Is Your TV a Danger?

According to a new paper published in the Journal of Neurosurgery: Pediatrics, children are suffering an increasing number of severe head and neck injuries due to falling TVs. The rate of these injuries has increased over the past decade and is expected to continue to increase as TVs become both larger and more affordable.

The Consumer Products Safety Commission (CPSC) released a study earlier this year indicating that there are approximately 15,400 emergency room visits each year due to falling TVs. Between 2010 and 2012 there were 51 fatalities from falling TVs, 45 of which were children between the ages of 1 and 4. About three-quarters of the injuries occurred when there was no parent or caregiver in the room.

Head and neck injuries are most common from falling TVs because toddlers are shorter than most TV stands, meaning that their head is the first object the TV hits when it falls. Both older CRT televisions and newer flat-screen TVs are involved in fatalities. Tests by the CPSC found that CRT televisions dropped from a height of 36 inches hit with an average force of 12,703 pounds, while flat-screen TVs hit with 2,100 pounds or less, still a sizable impact on a small child.

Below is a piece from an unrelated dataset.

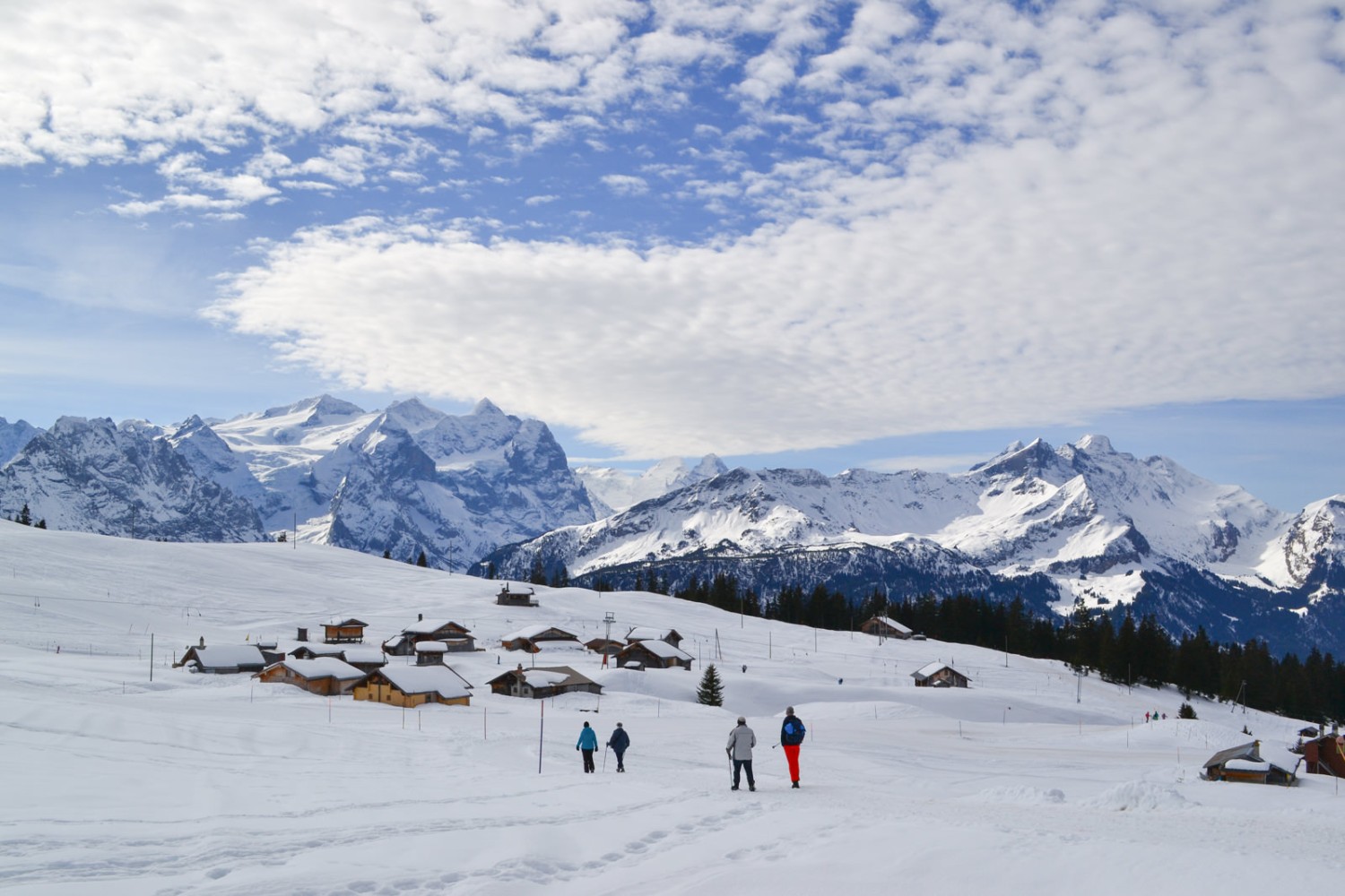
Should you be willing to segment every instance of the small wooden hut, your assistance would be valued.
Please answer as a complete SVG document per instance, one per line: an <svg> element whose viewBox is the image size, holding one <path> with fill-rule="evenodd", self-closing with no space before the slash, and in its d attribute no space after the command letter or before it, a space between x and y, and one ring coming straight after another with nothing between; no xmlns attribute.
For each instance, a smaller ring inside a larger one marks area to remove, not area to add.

Recommendations from the Consumer Products Safety Commission, the Consumer Electronics Association, Safe Kids Worldwide, and the author of this new study include:

  • Secure your TV. Make sure older CRT televisions are on a low, stable piece of furniture appropriate for the TV’s size and weight. Mount flat-panel televisions to the wall.
  • Recycle old TVs that are rarely used. The org site can help you locate a nearby recycling facility.
  • Do not place TVs on unstable surfaces. Use furniture that is designed for use as a TV stand.
  • Do not place toys or other objects that children, especially toddlers, find desirable on top of the TV.
  • Do not leave a child unattended in a room with a television.

The federal government also has an Anchor It! site on how to secure furniture.